Assuming everything goes extremely well and we have an accurate simulation of the human brain in a virtual space, would it even be you?
For the answer to be yes, a minimum requirement would be that your precise arrangement of neurons – your precise connectome – be scanned and recreated in virtual reality. We are a LONG way from being able to do this. MRI machines simply don’t have the resolution to show individual neurons.
The only way around this would be to scan the brain destructively. Harvard researcher Kenneth Hayworth has an electron microscope that can be used to scan extremely high-resolution maps of the brain. For this process to work, however, Hayworth’s machine needs to replace the blood with a special plastic to stiffen the surrounding tissue. Following this, slices are made in the brain that measure just 30 nanometers thick (100,000 times thinner than a human hair).
So, yeah, your brain gets turned into plastic and then sliced into millions of tiny pieces.
You would only want to use such a process after you were dead. This might not seem like a big deal, seeing as most people consider mind uploading to be an “endgame” rather than an alternative to living.
But is it really you in there?
We’ve established that it probably wouldn’t be. If the simulation isn’t accurately simulating the behavior of subatomic particles, then the brain model won’t behave precisely as yours would have. It wouldn’t be you: just a spooky copy.
A Thought Experiment
But for argument’s sake. If it WAS a perfect emulation… now is it you? Would you have subjective continuity?
This is the territory of deep philosophical debate. My gut instinct is to say no. Why?
Because you could theoretically exist at the same time as your upload. If there a way to non-destructively scan the brain, then you could exist both in the flesh-and-blood sense AND the digital sense simultaneously. Would you experience a divided consciousness in this case? I very much doubt it.
If anything, having a digital upload would be more like having a twin.
But there is a fascinating counter-argument to all this. That is as follows: if your flesh and blood body ceases to exist and you wake up in a digital environment, how would you know if you were still “you?”
The answer is that you wouldn’t. And if you pull on this thread, you realise that the same thing happens all the time. Your brain is constantly changing shape and your cells are constantly dying. Are you truly the same person as you were 10 years ago? Or do you simply share that person’s memories?

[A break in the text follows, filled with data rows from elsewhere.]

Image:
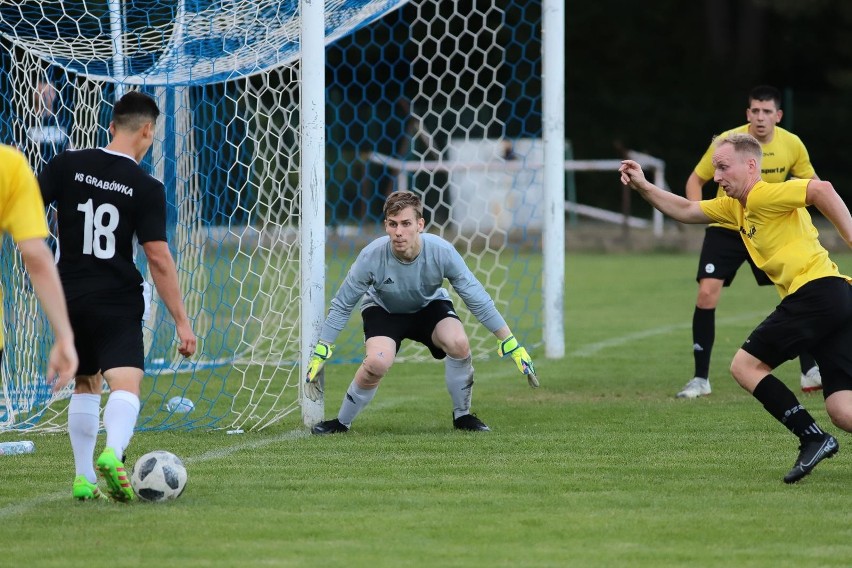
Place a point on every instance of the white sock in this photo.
(354, 402)
(120, 414)
(459, 376)
(84, 413)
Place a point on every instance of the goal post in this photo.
(269, 196)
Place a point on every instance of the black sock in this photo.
(703, 335)
(783, 405)
(807, 362)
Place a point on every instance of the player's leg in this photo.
(722, 253)
(84, 411)
(383, 333)
(380, 354)
(83, 424)
(802, 318)
(810, 378)
(121, 355)
(449, 341)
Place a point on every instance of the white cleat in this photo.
(812, 380)
(695, 388)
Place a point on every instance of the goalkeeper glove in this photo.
(510, 346)
(313, 389)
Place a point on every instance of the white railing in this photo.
(650, 164)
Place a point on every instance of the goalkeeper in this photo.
(400, 278)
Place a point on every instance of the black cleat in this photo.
(810, 454)
(470, 422)
(329, 427)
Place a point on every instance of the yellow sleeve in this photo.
(721, 210)
(22, 213)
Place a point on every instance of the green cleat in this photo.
(118, 482)
(85, 491)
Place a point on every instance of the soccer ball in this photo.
(158, 476)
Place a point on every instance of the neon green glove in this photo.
(313, 388)
(510, 346)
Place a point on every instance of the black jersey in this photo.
(106, 203)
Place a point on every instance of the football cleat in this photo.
(85, 491)
(812, 380)
(694, 388)
(332, 426)
(113, 472)
(470, 422)
(810, 454)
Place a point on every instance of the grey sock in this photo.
(459, 376)
(354, 402)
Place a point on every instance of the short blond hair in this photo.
(399, 200)
(743, 143)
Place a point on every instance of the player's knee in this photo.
(457, 347)
(743, 372)
(375, 367)
(707, 298)
(841, 418)
(88, 384)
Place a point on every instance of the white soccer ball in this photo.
(158, 476)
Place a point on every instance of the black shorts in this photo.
(105, 342)
(722, 254)
(816, 318)
(416, 327)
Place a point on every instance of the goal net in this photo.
(453, 82)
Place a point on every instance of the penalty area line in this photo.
(24, 506)
(595, 348)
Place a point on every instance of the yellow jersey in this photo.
(21, 208)
(778, 233)
(785, 156)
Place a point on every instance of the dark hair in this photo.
(133, 110)
(399, 200)
(765, 93)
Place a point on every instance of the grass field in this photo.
(601, 466)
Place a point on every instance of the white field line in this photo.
(595, 348)
(22, 507)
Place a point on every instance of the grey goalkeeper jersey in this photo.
(404, 288)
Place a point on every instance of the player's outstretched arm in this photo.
(674, 206)
(822, 195)
(508, 346)
(164, 273)
(38, 260)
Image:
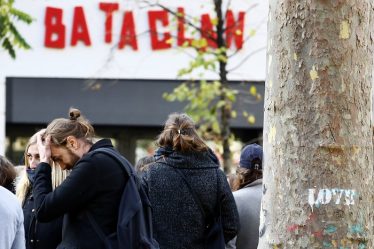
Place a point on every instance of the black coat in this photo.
(95, 184)
(40, 235)
(177, 219)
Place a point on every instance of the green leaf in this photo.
(18, 39)
(9, 47)
(20, 15)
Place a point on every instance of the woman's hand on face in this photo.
(44, 147)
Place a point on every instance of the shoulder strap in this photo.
(120, 159)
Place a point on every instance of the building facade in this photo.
(114, 60)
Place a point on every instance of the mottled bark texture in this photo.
(318, 179)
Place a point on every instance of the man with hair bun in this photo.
(93, 188)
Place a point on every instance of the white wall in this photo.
(101, 61)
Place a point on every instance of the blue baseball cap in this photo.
(249, 155)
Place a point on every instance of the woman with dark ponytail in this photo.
(177, 218)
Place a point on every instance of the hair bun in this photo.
(74, 114)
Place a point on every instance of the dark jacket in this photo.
(40, 235)
(248, 201)
(177, 219)
(95, 184)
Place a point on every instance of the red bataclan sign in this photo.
(55, 29)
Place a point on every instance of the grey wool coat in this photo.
(177, 220)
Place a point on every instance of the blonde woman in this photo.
(38, 235)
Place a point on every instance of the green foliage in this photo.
(10, 38)
(203, 102)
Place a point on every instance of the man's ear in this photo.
(71, 142)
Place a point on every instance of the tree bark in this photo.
(318, 148)
(225, 111)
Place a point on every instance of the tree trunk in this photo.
(318, 179)
(225, 112)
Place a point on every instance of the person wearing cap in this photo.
(248, 193)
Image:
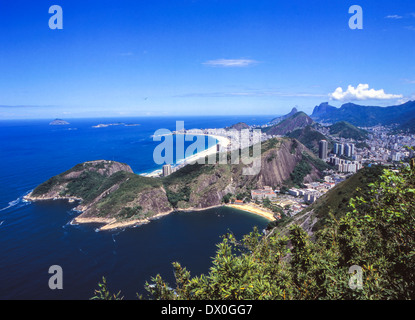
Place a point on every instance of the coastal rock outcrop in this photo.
(109, 191)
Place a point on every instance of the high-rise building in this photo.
(340, 150)
(347, 150)
(322, 149)
(336, 148)
(167, 170)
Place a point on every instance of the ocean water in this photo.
(35, 236)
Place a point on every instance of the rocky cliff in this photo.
(110, 192)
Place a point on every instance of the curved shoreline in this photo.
(113, 223)
(223, 141)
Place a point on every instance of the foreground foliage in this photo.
(377, 234)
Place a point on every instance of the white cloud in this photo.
(362, 92)
(230, 62)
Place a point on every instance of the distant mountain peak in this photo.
(279, 119)
(298, 120)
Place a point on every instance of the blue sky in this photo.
(206, 57)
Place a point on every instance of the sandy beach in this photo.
(222, 141)
(253, 209)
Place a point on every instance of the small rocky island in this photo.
(110, 193)
(58, 122)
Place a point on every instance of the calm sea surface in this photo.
(35, 236)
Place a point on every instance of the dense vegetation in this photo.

Are you truly the same person that you were one second ago? Or is the entire experience of continuity entirely illusionary?

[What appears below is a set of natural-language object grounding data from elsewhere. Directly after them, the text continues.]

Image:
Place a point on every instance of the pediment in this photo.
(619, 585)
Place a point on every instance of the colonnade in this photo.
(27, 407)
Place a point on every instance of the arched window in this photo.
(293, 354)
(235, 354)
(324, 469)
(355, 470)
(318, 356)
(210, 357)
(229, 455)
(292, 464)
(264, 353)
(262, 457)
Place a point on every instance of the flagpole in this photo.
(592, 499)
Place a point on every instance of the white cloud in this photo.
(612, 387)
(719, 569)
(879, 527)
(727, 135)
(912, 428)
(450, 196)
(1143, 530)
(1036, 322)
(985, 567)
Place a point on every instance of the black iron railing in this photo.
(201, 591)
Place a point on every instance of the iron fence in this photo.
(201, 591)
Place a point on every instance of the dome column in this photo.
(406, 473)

Are you in fact, simply information? Is that all that matters?
Closing Comments
Answering those last questions is a real test of any materialist stances. I don’t consider myself spiritual in any way (or any the worse off for it). However, even I find it hard to think that simply recreating the “information” that makes up my brain is sufficient to make a new “me” with my subjective experience of consciousness. Perhaps there really is something more.

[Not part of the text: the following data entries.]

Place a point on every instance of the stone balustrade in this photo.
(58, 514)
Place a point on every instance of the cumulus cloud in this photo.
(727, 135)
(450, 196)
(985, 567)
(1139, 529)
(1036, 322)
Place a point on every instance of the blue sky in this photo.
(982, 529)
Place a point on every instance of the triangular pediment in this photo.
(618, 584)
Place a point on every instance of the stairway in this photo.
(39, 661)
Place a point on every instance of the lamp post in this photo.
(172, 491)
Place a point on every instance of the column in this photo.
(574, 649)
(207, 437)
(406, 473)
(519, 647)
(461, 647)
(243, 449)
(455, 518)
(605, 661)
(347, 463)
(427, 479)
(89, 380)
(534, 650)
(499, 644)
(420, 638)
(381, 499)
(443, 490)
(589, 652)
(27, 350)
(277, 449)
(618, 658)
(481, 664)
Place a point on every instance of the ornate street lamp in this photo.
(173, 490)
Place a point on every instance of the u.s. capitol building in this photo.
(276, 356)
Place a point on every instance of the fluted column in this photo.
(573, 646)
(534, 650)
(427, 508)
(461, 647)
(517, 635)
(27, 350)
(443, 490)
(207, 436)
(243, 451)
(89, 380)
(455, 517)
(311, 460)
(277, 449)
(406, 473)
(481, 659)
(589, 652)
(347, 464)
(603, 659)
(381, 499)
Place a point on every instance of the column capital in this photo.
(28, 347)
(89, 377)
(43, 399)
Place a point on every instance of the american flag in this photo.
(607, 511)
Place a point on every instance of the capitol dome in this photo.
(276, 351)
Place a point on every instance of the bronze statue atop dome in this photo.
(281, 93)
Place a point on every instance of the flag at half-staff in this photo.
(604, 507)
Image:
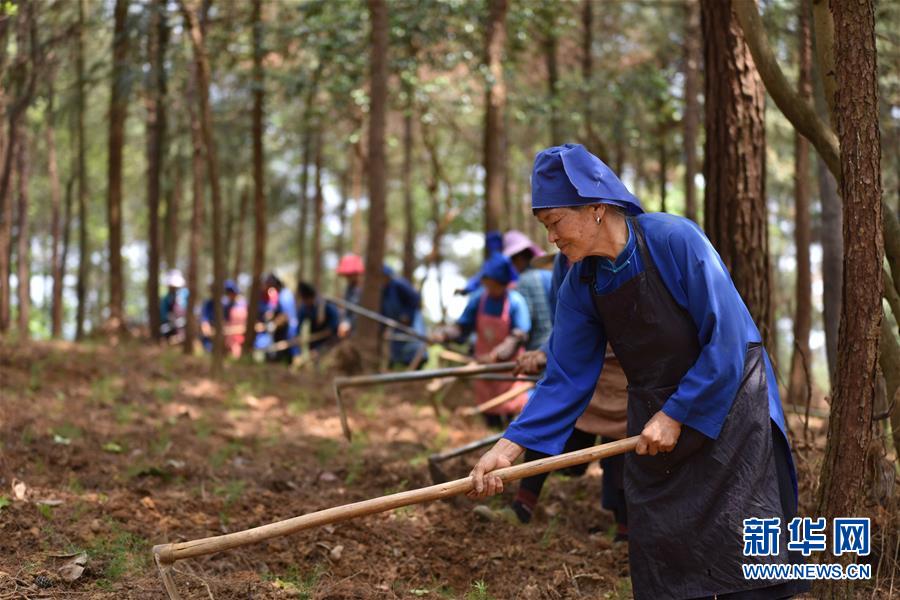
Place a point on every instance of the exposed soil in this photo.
(112, 450)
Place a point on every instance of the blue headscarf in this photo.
(569, 175)
(499, 268)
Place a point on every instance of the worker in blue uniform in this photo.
(500, 319)
(713, 446)
(400, 301)
(281, 319)
(324, 318)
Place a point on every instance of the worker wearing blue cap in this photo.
(713, 446)
(500, 319)
(400, 301)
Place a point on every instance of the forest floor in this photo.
(107, 451)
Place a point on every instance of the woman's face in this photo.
(572, 230)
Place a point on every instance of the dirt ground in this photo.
(108, 451)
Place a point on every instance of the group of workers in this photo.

Either way, it seems highly doubtful that even that will be possible in our lifetimes. Or our children’s lifetimes. Or theirs even. This is singularity stuff, though there is the faintest chance it could happen someday.
But our attempts remain valuable, nonetheless. An imperfect simulation of the human brain could teach us a huge amount about ourselves. It could lead to other, future breakthroughs. It might even be the spark we need for true AI to take off.
At the very least, it forces us to confront some fascinating questions about ourselves.
Facinating article. If only the brain was simpler to understand but then we would be too simple to understand it.